[comp.sys.encore] Problems with Encore Annex server

jsloan@wright.EDU (John Sloan) (01/06/88)

We're having some problems with our Encore Annex terminal servers
talking to our SUN-3/280S timesharing system. We're hoping someone
can give us some advice on where to start troubleshooting. We'll
call Encore and/or Sun, but first we'd like to know where the problem
is likely to be so we know what questions to ask. Any help would be
appreciated. If its a case of RTFM, feel free to flame a bit, but
please provide a reference. BTW, other than this small glitch,
we're very happy with out Annex servers. I have paperwork on
my desk to purchase four more.

SYMPTOMS

While using vi on the SUN through an Annex, the terminal freezes up.
No amount of control keys of any flavor will free it. The status line
on the terminal indicates that the NO SCROLL key is NOT active.  We can
break back to the annex and open another terminal session, and kill our
previous incarnation. Meanwhile, users continue to access the SUN both
through the same Annex and another Annex without any problems.

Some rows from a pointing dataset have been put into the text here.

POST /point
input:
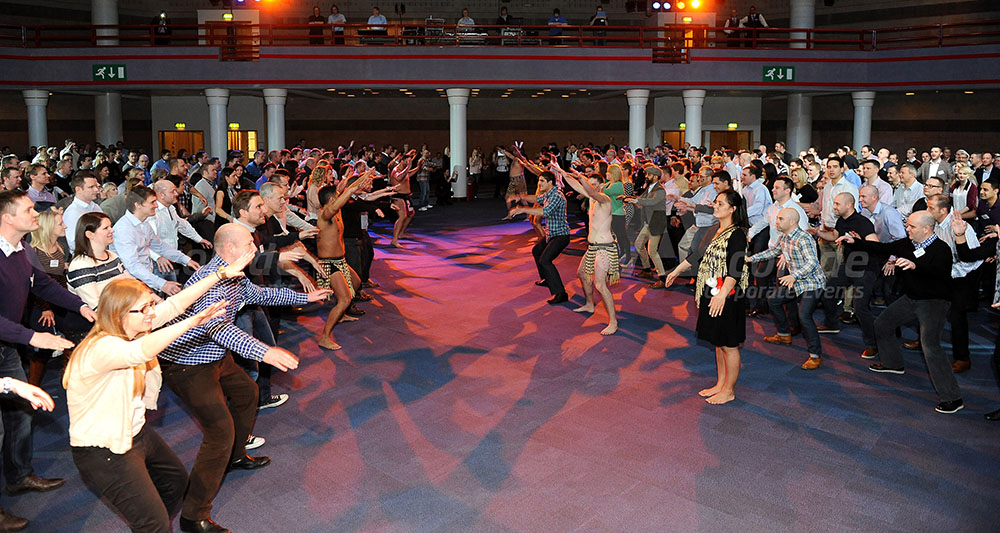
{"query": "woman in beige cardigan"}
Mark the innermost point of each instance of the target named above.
(111, 379)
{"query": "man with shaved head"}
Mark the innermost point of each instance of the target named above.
(801, 285)
(219, 394)
(854, 269)
(923, 264)
(167, 224)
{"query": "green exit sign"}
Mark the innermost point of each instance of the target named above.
(779, 74)
(110, 73)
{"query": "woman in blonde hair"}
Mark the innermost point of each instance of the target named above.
(44, 318)
(615, 189)
(111, 379)
(317, 180)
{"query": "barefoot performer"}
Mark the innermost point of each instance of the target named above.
(722, 278)
(399, 179)
(599, 267)
(330, 245)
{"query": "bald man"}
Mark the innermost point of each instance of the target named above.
(219, 394)
(854, 269)
(167, 224)
(923, 264)
(801, 284)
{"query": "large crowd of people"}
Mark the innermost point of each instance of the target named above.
(141, 273)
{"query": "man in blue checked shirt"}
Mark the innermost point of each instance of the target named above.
(802, 285)
(197, 368)
(556, 233)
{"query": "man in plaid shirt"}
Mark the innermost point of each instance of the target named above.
(802, 285)
(556, 233)
(198, 369)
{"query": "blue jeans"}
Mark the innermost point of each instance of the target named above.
(15, 428)
(425, 192)
(253, 320)
(806, 304)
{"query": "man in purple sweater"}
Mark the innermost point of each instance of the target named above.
(18, 277)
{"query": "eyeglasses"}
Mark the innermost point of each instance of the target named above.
(144, 310)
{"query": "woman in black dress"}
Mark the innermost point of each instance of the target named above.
(719, 294)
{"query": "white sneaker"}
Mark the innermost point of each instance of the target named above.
(254, 441)
(274, 401)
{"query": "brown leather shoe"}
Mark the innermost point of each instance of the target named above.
(960, 366)
(778, 339)
(812, 363)
(34, 483)
(912, 345)
(9, 522)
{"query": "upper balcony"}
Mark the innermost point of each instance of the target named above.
(250, 55)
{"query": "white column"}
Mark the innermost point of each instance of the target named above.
(799, 130)
(218, 138)
(105, 12)
(108, 117)
(38, 129)
(637, 100)
(802, 15)
(863, 102)
(458, 100)
(275, 99)
(694, 101)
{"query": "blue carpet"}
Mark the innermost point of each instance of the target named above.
(461, 401)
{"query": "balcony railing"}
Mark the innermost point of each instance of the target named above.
(243, 36)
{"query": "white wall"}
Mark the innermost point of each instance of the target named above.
(718, 112)
(193, 111)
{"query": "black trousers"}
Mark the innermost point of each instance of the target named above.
(359, 254)
(545, 252)
(145, 484)
(223, 400)
(619, 227)
(965, 294)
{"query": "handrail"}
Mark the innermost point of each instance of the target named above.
(688, 36)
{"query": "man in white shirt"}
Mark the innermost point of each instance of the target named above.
(937, 166)
(377, 20)
(757, 201)
(964, 279)
(909, 191)
(869, 171)
(86, 189)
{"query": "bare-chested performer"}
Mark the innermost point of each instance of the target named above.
(399, 178)
(330, 246)
(599, 267)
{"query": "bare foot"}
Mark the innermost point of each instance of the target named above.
(721, 398)
(327, 342)
(705, 393)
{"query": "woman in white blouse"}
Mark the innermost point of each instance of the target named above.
(111, 379)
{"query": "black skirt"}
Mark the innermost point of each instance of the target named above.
(728, 329)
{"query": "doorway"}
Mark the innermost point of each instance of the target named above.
(674, 138)
(192, 141)
(735, 140)
(244, 141)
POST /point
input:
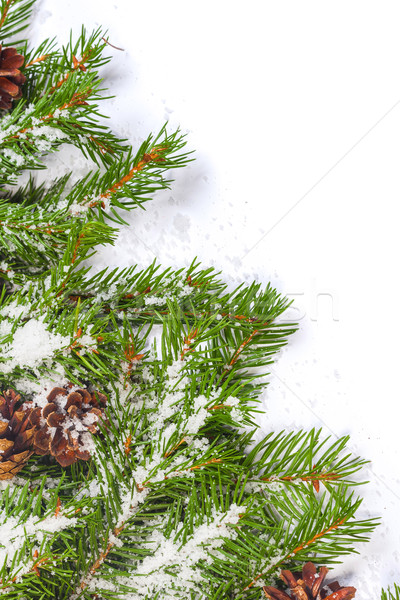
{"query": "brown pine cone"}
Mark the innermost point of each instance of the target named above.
(11, 78)
(309, 586)
(65, 424)
(16, 435)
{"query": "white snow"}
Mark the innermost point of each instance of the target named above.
(32, 343)
(294, 116)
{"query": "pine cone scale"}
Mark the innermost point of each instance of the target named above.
(16, 434)
(309, 587)
(11, 78)
(69, 417)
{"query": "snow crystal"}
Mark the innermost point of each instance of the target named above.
(32, 343)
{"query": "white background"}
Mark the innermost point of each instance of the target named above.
(293, 108)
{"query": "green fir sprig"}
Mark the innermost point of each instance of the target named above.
(178, 499)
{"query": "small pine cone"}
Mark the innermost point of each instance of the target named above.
(65, 424)
(16, 435)
(11, 78)
(309, 586)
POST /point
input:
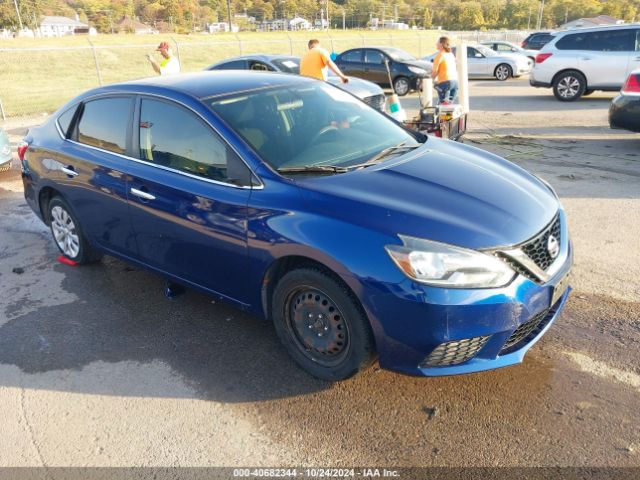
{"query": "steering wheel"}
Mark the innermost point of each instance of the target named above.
(323, 131)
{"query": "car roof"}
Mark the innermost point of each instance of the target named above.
(258, 56)
(207, 83)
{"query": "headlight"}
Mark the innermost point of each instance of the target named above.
(418, 71)
(443, 265)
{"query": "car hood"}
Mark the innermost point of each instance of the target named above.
(356, 86)
(443, 191)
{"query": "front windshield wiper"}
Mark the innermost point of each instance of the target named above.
(314, 168)
(385, 153)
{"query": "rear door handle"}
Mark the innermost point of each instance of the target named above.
(141, 194)
(69, 171)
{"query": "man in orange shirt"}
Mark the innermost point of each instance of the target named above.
(314, 63)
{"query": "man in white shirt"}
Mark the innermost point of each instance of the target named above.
(169, 65)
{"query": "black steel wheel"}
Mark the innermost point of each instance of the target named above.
(401, 86)
(322, 325)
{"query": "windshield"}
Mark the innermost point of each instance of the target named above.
(310, 124)
(287, 65)
(399, 55)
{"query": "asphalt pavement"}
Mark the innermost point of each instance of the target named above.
(98, 368)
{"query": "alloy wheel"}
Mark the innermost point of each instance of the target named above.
(568, 87)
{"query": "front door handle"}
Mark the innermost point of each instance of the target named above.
(141, 194)
(69, 171)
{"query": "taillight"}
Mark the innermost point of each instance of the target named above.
(632, 85)
(541, 57)
(22, 149)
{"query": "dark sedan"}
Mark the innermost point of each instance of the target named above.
(368, 92)
(624, 112)
(407, 71)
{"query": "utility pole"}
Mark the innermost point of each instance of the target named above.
(15, 2)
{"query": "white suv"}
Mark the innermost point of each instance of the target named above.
(578, 62)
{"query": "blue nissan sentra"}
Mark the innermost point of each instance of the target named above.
(299, 203)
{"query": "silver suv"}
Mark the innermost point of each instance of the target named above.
(578, 62)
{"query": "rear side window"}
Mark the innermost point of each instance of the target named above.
(353, 56)
(64, 120)
(104, 123)
(604, 41)
(174, 137)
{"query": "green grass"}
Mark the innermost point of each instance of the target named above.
(39, 75)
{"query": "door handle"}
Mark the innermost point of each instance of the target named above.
(141, 194)
(69, 171)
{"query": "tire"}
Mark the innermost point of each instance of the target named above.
(503, 72)
(67, 233)
(569, 86)
(322, 325)
(401, 86)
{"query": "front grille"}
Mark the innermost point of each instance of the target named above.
(455, 352)
(537, 250)
(376, 101)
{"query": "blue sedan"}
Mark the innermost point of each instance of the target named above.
(297, 202)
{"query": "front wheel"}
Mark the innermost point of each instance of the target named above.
(503, 72)
(322, 325)
(569, 86)
(67, 233)
(401, 86)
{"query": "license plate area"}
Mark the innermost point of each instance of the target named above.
(560, 288)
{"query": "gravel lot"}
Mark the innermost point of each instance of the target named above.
(97, 368)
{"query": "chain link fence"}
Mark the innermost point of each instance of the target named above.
(36, 81)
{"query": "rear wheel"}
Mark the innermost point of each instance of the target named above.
(503, 72)
(569, 86)
(67, 233)
(401, 86)
(322, 325)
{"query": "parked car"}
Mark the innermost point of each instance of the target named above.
(578, 62)
(482, 62)
(624, 111)
(536, 40)
(504, 48)
(369, 92)
(297, 202)
(5, 152)
(368, 63)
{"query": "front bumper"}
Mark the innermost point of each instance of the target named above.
(412, 322)
(624, 112)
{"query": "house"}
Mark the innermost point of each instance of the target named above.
(129, 25)
(599, 21)
(52, 26)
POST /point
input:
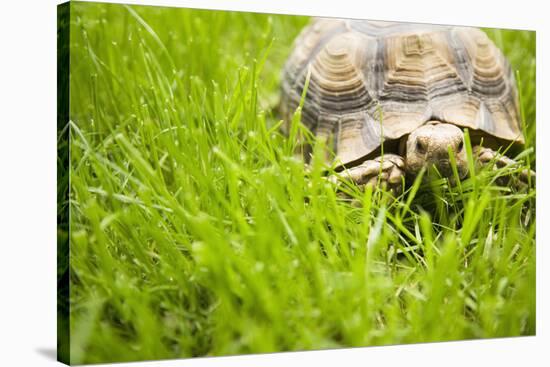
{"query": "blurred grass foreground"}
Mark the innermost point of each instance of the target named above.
(194, 231)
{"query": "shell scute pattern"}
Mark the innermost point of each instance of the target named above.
(377, 81)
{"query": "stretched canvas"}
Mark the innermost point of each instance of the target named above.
(234, 183)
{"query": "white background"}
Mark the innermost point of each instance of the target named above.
(28, 188)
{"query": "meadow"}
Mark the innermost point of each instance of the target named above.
(195, 231)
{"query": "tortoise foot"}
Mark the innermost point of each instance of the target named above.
(386, 171)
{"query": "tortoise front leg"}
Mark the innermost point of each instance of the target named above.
(386, 171)
(485, 156)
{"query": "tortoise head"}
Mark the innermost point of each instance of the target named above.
(429, 146)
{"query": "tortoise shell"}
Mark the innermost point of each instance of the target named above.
(378, 81)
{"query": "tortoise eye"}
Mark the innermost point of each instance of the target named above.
(420, 147)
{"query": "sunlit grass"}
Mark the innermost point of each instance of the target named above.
(195, 231)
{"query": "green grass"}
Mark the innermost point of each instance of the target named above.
(195, 232)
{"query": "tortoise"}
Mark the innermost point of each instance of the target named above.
(392, 98)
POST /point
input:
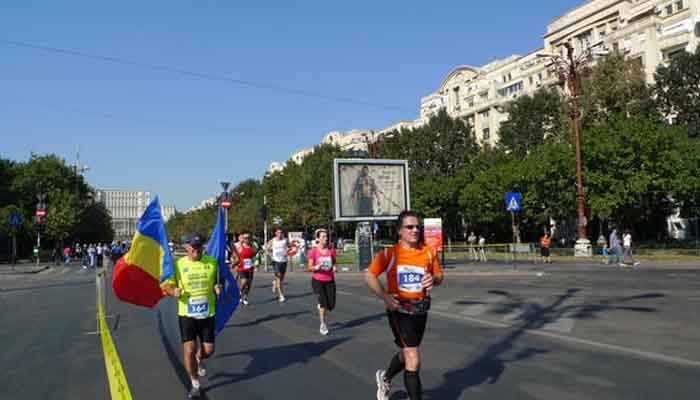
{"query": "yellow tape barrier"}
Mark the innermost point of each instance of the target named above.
(118, 387)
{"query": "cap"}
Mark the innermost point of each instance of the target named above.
(194, 239)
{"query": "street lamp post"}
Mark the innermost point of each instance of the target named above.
(569, 70)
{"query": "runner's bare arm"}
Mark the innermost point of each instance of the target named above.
(378, 289)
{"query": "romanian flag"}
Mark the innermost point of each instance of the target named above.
(137, 276)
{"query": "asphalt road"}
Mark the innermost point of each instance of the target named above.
(563, 332)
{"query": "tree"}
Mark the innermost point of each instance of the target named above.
(534, 119)
(678, 90)
(616, 85)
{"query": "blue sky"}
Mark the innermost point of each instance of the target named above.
(179, 135)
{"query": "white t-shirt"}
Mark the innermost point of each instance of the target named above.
(279, 250)
(627, 240)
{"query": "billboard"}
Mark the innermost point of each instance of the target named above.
(432, 228)
(370, 190)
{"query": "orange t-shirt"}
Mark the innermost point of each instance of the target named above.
(405, 269)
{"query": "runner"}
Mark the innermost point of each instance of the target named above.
(244, 256)
(196, 289)
(412, 269)
(322, 264)
(279, 247)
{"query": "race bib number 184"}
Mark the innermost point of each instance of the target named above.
(410, 278)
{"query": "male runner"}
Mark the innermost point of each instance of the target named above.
(196, 288)
(278, 246)
(244, 256)
(412, 269)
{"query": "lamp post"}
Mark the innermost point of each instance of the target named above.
(569, 69)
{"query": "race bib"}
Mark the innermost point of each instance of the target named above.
(410, 278)
(198, 307)
(326, 263)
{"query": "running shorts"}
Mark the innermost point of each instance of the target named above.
(325, 292)
(280, 268)
(408, 329)
(247, 275)
(193, 328)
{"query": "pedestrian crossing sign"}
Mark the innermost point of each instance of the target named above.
(513, 201)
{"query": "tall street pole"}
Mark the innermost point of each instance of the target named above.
(574, 81)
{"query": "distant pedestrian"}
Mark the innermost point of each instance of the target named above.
(627, 244)
(482, 248)
(471, 242)
(615, 249)
(545, 242)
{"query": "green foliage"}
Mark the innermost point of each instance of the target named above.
(616, 85)
(532, 120)
(678, 90)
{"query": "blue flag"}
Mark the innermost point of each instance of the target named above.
(228, 300)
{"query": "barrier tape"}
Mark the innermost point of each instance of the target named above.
(118, 387)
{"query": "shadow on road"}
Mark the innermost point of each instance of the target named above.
(488, 367)
(264, 361)
(339, 326)
(268, 318)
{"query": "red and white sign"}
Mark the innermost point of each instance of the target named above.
(433, 232)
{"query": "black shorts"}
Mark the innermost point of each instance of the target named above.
(193, 328)
(247, 275)
(408, 329)
(280, 268)
(325, 292)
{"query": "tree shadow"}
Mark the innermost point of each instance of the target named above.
(268, 318)
(488, 367)
(264, 361)
(339, 326)
(288, 297)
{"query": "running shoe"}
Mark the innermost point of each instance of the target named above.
(194, 393)
(383, 387)
(201, 369)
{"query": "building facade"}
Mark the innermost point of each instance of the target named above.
(648, 31)
(126, 207)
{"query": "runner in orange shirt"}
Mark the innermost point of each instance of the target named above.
(412, 270)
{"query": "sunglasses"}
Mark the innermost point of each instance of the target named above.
(412, 227)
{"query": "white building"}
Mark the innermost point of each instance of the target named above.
(126, 207)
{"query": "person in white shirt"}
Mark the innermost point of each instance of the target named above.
(278, 246)
(627, 246)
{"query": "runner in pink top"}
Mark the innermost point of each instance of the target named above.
(322, 264)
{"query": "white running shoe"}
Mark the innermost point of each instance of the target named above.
(201, 369)
(383, 387)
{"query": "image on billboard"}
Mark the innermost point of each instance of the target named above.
(367, 190)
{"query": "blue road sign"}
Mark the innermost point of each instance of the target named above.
(15, 219)
(513, 201)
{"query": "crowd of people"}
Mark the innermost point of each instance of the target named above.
(411, 267)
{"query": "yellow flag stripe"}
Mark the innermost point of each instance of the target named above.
(147, 254)
(118, 387)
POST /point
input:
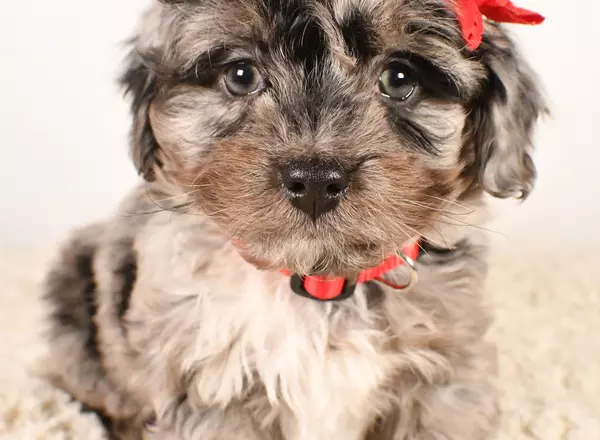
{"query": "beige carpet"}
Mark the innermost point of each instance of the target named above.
(548, 331)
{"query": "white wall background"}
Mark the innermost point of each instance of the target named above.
(63, 124)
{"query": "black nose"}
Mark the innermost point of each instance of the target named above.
(314, 186)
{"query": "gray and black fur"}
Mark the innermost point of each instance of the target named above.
(172, 321)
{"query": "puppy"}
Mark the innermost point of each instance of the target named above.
(279, 139)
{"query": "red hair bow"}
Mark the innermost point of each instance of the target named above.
(471, 12)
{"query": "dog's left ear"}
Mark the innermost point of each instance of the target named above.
(501, 121)
(139, 83)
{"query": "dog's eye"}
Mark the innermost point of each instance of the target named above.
(398, 81)
(242, 78)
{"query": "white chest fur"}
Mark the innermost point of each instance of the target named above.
(231, 326)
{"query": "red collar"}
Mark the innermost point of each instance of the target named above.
(327, 289)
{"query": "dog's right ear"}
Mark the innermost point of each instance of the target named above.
(139, 84)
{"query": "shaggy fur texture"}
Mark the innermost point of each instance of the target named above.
(172, 319)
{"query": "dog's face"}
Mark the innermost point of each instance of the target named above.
(324, 134)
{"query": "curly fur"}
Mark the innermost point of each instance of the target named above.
(159, 321)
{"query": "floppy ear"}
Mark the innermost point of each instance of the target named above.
(139, 83)
(503, 118)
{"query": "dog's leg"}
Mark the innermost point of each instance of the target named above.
(464, 408)
(74, 362)
(183, 422)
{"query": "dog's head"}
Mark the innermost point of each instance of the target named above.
(323, 134)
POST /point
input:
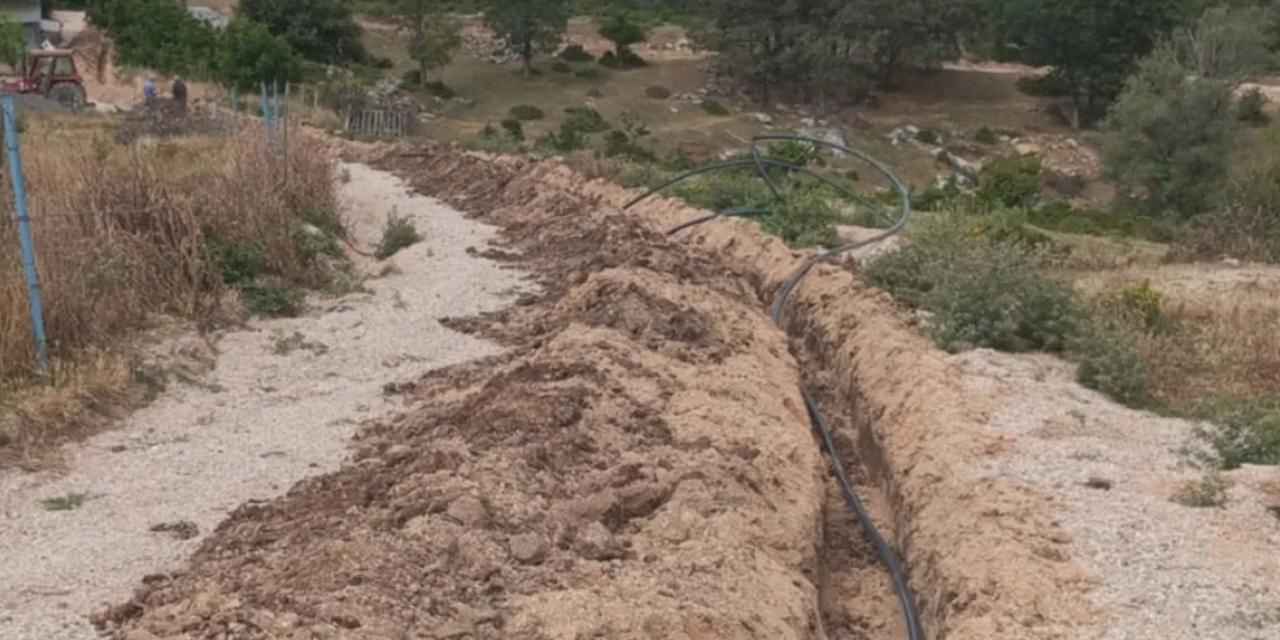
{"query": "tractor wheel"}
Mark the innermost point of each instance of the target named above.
(72, 96)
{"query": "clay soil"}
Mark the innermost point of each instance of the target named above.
(639, 462)
(636, 465)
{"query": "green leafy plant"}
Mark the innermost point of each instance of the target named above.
(398, 234)
(576, 54)
(714, 108)
(526, 113)
(1010, 182)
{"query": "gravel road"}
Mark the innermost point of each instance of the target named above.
(282, 405)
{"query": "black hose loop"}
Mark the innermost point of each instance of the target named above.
(886, 552)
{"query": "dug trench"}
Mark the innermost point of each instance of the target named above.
(639, 462)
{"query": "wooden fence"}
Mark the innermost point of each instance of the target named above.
(380, 123)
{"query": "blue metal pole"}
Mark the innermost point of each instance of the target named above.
(28, 245)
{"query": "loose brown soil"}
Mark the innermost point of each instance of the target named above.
(639, 464)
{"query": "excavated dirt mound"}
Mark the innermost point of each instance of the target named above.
(638, 465)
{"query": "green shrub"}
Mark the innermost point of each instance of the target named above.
(440, 90)
(273, 300)
(794, 151)
(515, 129)
(624, 59)
(397, 234)
(714, 108)
(526, 113)
(805, 219)
(657, 92)
(576, 54)
(1110, 362)
(981, 292)
(585, 119)
(1243, 432)
(1010, 182)
(240, 264)
(1252, 108)
(1210, 490)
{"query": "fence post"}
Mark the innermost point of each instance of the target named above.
(28, 245)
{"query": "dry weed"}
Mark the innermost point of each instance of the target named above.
(123, 232)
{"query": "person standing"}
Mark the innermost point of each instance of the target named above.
(179, 94)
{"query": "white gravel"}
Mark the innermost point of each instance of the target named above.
(260, 423)
(1159, 570)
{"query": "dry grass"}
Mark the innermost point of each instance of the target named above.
(124, 232)
(1216, 337)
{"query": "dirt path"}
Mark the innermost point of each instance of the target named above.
(282, 405)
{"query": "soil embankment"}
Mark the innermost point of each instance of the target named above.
(639, 465)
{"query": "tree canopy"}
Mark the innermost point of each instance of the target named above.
(324, 31)
(529, 26)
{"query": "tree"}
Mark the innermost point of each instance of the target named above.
(435, 36)
(155, 33)
(13, 42)
(1226, 44)
(1170, 136)
(622, 32)
(324, 31)
(530, 26)
(1091, 45)
(250, 55)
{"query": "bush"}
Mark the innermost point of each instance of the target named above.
(981, 291)
(1010, 182)
(1170, 140)
(585, 119)
(1210, 490)
(1110, 362)
(1243, 432)
(397, 234)
(273, 300)
(238, 263)
(657, 92)
(515, 129)
(566, 140)
(714, 108)
(526, 113)
(576, 54)
(1252, 108)
(440, 90)
(625, 59)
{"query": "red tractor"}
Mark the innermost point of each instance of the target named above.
(49, 73)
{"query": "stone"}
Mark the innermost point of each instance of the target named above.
(1027, 149)
(528, 548)
(469, 511)
(597, 543)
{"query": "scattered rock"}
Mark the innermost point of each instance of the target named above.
(1028, 149)
(469, 511)
(598, 544)
(181, 530)
(529, 548)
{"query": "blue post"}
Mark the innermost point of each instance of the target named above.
(28, 246)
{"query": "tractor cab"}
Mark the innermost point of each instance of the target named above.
(50, 73)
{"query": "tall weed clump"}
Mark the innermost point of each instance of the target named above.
(123, 232)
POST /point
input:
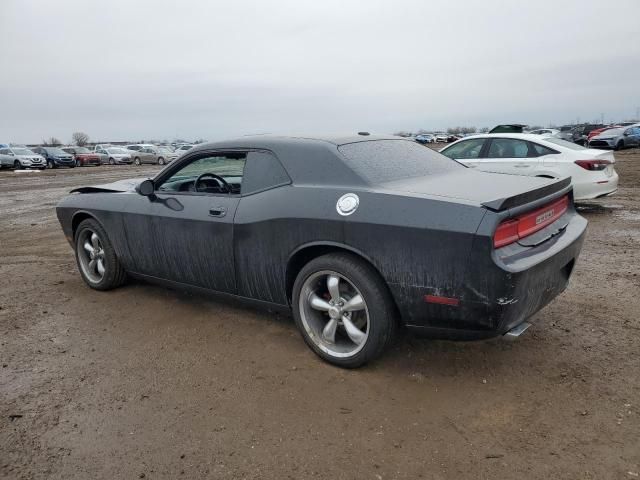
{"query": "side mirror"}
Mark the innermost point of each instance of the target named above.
(146, 188)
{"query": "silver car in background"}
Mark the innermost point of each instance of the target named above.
(115, 155)
(617, 138)
(21, 157)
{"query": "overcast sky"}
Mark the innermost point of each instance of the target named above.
(142, 69)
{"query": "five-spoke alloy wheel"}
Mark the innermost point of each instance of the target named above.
(97, 260)
(343, 309)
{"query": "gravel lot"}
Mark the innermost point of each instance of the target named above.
(144, 382)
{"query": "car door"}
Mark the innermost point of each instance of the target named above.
(467, 152)
(509, 155)
(186, 234)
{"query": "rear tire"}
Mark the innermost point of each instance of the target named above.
(320, 317)
(97, 261)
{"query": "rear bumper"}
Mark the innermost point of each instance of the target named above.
(500, 293)
(595, 188)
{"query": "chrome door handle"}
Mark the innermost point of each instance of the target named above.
(217, 211)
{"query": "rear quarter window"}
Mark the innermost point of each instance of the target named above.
(262, 171)
(380, 161)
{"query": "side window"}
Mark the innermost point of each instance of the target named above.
(541, 150)
(261, 172)
(467, 149)
(508, 148)
(216, 173)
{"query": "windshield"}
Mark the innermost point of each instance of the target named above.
(380, 161)
(564, 143)
(22, 151)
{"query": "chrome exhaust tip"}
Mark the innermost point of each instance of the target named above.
(516, 331)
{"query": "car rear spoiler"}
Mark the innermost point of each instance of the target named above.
(528, 197)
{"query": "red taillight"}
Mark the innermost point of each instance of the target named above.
(522, 226)
(593, 165)
(506, 233)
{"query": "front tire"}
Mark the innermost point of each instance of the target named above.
(343, 310)
(97, 261)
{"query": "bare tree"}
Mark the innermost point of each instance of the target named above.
(51, 142)
(80, 138)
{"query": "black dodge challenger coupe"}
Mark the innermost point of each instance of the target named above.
(355, 235)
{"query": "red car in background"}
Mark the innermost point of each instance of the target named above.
(598, 131)
(83, 156)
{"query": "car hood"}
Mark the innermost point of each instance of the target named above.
(120, 186)
(495, 191)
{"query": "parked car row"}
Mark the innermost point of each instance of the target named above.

The problem is fairly rare, showing up on the average less than once a
day.  It has occurred on both Annexes.  It has never been observed
while connecting to either our VAX 750 or 785 or our SUN-3/180S,
although the 380S is our main system and so just may be more likely to
exhibit the problem. It has never been reported to occur outside of vi.
It has never been reported while using the same model terminal on a
direct connect line.

It happened (twice :-( ) while editing this posting, which is unusual.

When you kill the previous session, you can recover the file as usual
with the -r switch. Killing vi is not enough, though, as the csh is
also hungup, so you must kill -9 that as well.

SPECIFICS

Terminal	WYSE 60 (although we believe that it has occurred
			on other makes and models, we don't have
			the evidence to back this up)
Annex		Annex-UX
		Software Rel 2.1
		Harward Rev 1.4
		ROM Rev 0305
Sun-3/280S	Vanilla SunOS 3.4
Command		rlogin

TROUBLESHOOTING

The only thing that looks significant (to me) is that when the problem
occurs, a "netstat" on the annex shows

Active Connections
Proto	Recv-Q	Send-Q	Local Address		Foreign Address	(state)
tcp	0	71	(192.26.92.245).750	odin.login	ESTABLISHED

where the Send-Q (here, 71) grows by one each time you hit a key. Hence,
it seems that the input is being queued but is not being sent. Still,
thr problem could be at either end.

On "odin", a netstat shows that the Recv-Q and Send-Q of the same socket
are empty (which is expected).

On the annex, a "netstat -i" shows 1 alignment error, 1 interface
reset, and 29 TX DMA Underruns, but these numbers do not grow when
the problem reoccurs, so it seems unlikely that they have anything
to do with it. Likewise with some error counts under "netstat -s".

If there is a way to take force a crash dump on the Annex we don't
know what it is, and besides would be reluctant to do so while other
users were on it being productive.

If anyone has had similar difficulties, or even better, has some notion
of how to further troubleshoot this, we'd appreciate hearing from you.
We don't have ethernet diagnostic equipment, but this has the smell of
a software problem, almost like an XON/XOFF problem where the XON back
to the annex is getting lost (nope, we have yet to find any evidence of
this).

Again, the problem could be at either end.

Thanks for any hints at all.

-- john

John Sloan                     Wright State University Research Center
jsloan@SPOTS.Wright.Edu       3171 Research Blvd., Kettering, OH 45420
...!cbosgd!wright!jsloan               (513) 259-1384   (513) 873-2491
Logic Disclaimer: belong(opinions,jsloan). belong(opinions,_):-!,fail.
-- 
John Sloan                     Wright State University Research Center
jsloan@SPOTS.Wright.Edu       3171 Research Blvd., Kettering, OH 45420
...!cbosgd!wright!jsloan               (513) 259-1384   (513) 873-2491
Logic Disclaimer: belong(opinions,jsloan). belong(opinions,_):-!,fail.

budd@bu-cs.BU.EDU (Philip Budne) (01/07/88)

Sun 3.4 has known TCP window problems.  I don't remember ever seeing
problems of this nature between our 280 and Annexen, but we did
between Sun 3.4 and WISCnet.  We now run 4.3 TCP code in our Suns.

Try using tcpdump to view the traffic between the two systems.

	Phil Budne, Boston University

grunwald@uiucdcsm.cs.uiuc.edu (01/08/88)

You can get SunOS 3.4.2 from Sun, which supposedly solves these problems.